I shot off into loo. Unfortunately, in the dark of taxi, I had applied dark grey Mac eyeshadow to my cheeks instead of blusher: the sort of thing that could happen to anyone, obviously, as packaging identical. When came out of toilets, neatly scrubbed with coat handed in, stopped dead in tracks. Mark was talking to Rebecca.

She was wearing a coffee-coloured plunging, backless satin number that clung to her every fleshless bone with clearly no corset. Felt like my dad did when he put a cake into the Grafton Underwood fete and when he returned to it after the judging it had a note on saying, 'Not up to Competition Standard'.

"I mean it was just too funny," Rebecca was saying and laughing full in Mark's face affectionately. "Oh Bridget," Rebecca said, as I joined them. "How are you, lovely girl!" She kissed me at which could not stop self pulling face. "Feeling nervous?"

"Nervous?" said Mark. "Why would she be nervous? She's the embodiment of inner poise, aren't you, Bridge." For just a split second saw a look of annoyance cross

Rebecca's face before she composed it again and said, "Ahhh, isn't that sweet? I'm so happy for you!" Then she glided off with a coy little backwards look at Mark.

"She seems very nice," said Mark. "Always seems extremely nice and intelligent."

Always?? I was thinking. Always? I thought he'd only met her twice. He slid his arm dangerously close to my corset so had to jump away. A couple of huffer-puffers came up to us and started congratulating Mark about something he'd done with a Mexican. He chatted pleasantly for a minute or two then skilfully extracted us, and led us through to the dining room.

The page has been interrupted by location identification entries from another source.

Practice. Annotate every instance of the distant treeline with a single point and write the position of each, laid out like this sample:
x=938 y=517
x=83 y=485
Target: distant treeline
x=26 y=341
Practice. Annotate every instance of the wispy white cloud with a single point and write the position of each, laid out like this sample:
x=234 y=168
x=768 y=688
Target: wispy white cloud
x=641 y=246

Was v. glamorous: dark wood, round tables, candlelight and shimmering crystal. Trouble was, kept having to jump away from Mark every time he put his hand on my waist.

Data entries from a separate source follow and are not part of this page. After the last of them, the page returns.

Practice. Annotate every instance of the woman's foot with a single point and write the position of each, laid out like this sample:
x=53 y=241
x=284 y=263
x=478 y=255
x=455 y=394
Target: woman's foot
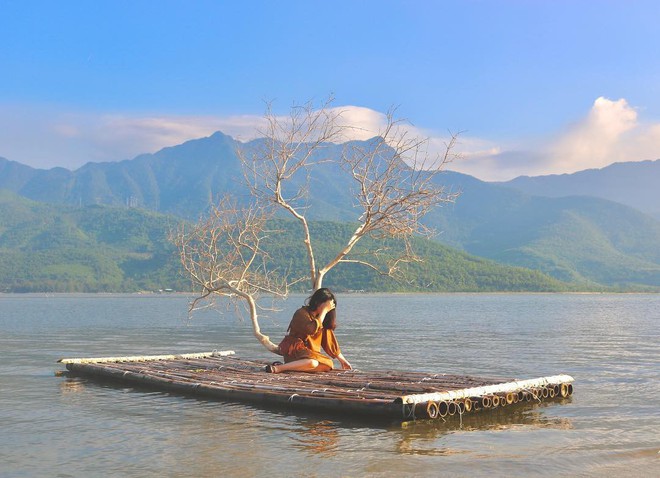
x=272 y=368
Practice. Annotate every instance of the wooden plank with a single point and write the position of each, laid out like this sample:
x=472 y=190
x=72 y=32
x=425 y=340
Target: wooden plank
x=146 y=358
x=388 y=394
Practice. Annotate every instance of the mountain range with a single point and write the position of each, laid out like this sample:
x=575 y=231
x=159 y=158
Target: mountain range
x=597 y=227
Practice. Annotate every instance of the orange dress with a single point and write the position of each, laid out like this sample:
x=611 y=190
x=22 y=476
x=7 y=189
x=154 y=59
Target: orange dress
x=306 y=337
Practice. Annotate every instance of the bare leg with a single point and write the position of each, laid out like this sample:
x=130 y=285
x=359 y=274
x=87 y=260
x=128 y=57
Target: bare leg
x=302 y=365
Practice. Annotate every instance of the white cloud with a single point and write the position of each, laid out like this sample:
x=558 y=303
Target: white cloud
x=610 y=132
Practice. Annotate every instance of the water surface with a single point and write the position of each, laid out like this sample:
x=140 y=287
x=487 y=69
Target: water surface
x=69 y=426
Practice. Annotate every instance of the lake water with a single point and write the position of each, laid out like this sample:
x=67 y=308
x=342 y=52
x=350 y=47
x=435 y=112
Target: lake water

Our table was already filling up with an array of brittly confident thirty-something lawyers, bellowing with laughter and trying to outdo each other with the sort of flippant conversational sallies that are obviously tips of huge icebergs of legal and Zeitgeisty knowledge:

"How do you know if you're addicted to the Internet?" "You realize you don't know the gender of your three best friends." Haaar Waagh. Harharhar.

"You

can't write full stops any more without adding co.uk."BAAAAAAAAAAA!

"You do all your work assignments in HMTL Protocol." Blaaaaagh harhar. Braaaah. Hahah.

As the room started to settle into the meal, a woman called Louise Barton-Foster (incredibly opinionated lawyer and the sort of woman you can imagine forcing you to eat liver) started holding forth for what seemed like 3 months with complete bollocks.

"But in a sense," she was saying, staring ferociously at the menu, "one could argue the entire ER Emeuro Proto is a Gerbilisshew."

Was perfectly OK - just sat quietly and ate and drank things - until Mark suddenly said, "I think you're absolutely right, Louise. If I'm going to vote Tory again I want to know my views are being (a) researched and (b) represented."

I stared at him in horror. Felt like my friend Simon did once when he was playing with some children at a party when their grandfather turned up and he was Robert Maxwell - and suddenly Simon looked at toddlers and saw they were all mini-Robert Maxwells with beetling brows and huge chins.

Realize when start a relationship with a new person there will be differences between you, differences that have to be adapted to and smoothed down like rough corners, but had never, ever in a million years suspected I might have been sleeping with a man who voted Tory. Suddenly felt I didn't know Mark Darcy at all, and for all I knew, all the weeks we had been going out he had been secretly collecting limited edition miniature pottery animals wearing bonnets from the back pages of Sunday supplements, or slipping off to rugby matches on a coach and mooning at other motorists out of the back window.

Conversation was getting snootier and snootier and more and more showy-offy.